After the assessment used to establish the workload, each patient performed a training session using the cycle ergometer. This process was performed through a six-minute walk test, whose distance was then inserted into the formula that was used for the definition of the workload. The intensity of the workload established for this study was 60–80% of the Wmax calculated using Hill’s formula:

Wmax = (0.122 × 6MWD) + (72.683 × Height) − 117.109

The amount of oxygen administered during training was set at the beginning of the program: EG and CG patients underwent a 15 min run-in phase on a cycle ergometer with a FiO₂ and were able to maintain a pulse oximetry of >92% throughout the session.

2.5. Exercise Training Program

The cycle ergometer exercise training was performed by all the participants. It consisted of 20 supervised sessions of 40 min thrice per week, and every session was divided into three phases:

• Warm-up: 5 min at 0 watts.
• Training: 30 min of resistance training at 60–80% of the maximal workload. Patients had to maintain a cycling rate ranging between 40 and 50 rpm.
• Cooldown: 5 min at 0 watts.

Variations in intensity by 10 watts were applied, according to Maltais et al. [23]. The workload was increased when patients showed dyspnea and/or leg fatigue with a score of less than 4 on a modified CR-10 Borg scale. The workload was reduced or unchanged if the Borg score [24] was equal to or above 4 or 5.

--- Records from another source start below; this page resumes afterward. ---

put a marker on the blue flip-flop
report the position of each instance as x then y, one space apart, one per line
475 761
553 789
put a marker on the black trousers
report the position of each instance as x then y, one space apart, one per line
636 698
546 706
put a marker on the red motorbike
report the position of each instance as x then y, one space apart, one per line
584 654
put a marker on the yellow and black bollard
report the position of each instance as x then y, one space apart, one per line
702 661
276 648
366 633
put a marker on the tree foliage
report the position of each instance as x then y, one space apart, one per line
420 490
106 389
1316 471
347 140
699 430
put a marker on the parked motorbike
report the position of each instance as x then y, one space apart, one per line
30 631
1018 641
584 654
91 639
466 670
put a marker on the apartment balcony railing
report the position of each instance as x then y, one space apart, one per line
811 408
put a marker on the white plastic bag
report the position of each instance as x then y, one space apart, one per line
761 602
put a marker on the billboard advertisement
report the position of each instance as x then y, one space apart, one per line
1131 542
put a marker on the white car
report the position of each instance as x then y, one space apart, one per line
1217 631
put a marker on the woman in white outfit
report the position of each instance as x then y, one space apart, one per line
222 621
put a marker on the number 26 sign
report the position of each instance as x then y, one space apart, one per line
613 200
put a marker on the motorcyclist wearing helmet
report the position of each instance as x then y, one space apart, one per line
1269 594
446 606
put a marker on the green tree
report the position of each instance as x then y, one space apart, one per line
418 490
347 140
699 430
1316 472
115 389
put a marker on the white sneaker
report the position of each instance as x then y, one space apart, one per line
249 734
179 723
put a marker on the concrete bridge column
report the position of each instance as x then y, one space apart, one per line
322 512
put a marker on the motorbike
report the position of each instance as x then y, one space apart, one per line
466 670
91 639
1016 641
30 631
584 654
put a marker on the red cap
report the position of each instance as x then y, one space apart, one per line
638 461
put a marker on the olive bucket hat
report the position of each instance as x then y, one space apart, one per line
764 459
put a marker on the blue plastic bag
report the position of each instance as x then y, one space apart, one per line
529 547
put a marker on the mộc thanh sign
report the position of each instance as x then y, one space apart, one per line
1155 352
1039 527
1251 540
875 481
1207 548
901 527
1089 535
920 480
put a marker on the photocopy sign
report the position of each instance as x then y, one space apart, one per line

During training and the run-in phase, the physiotherapist took note of the FiO₂ and the dyspnea at the beginning and end of the session using the Borg RPE and again when the patient performed the 6MWD.

2.6. Measurements

At baseline (T0), demographic data were collected, along with other clinical data, such as spirometry, a blood gas analysis, the modified Medical Research Council scale (mMRC), dyspnea perception (Borg modified scale), 6MWD, COPD assessment test (CAT) and Saint George Respiratory Questionnaire (SGRQ) about health-related quality of life (HRQL). In the table below (

Table 1. Measurements at each assessment time: mMRC (modified Medical Research Council scale); CAT (COPD assessment test); SGRQ (Saint George Respiratory Questionnaire); 6MWT (six-minute walking distance). T0: baseline; T1: at the end of the first 20 sessions of the rehabilitation cycle; T2: at the end of the second 20 sessions of the rehabilitation cycle; T3: at the end of the third 20 sessions of the rehabilitation cycle.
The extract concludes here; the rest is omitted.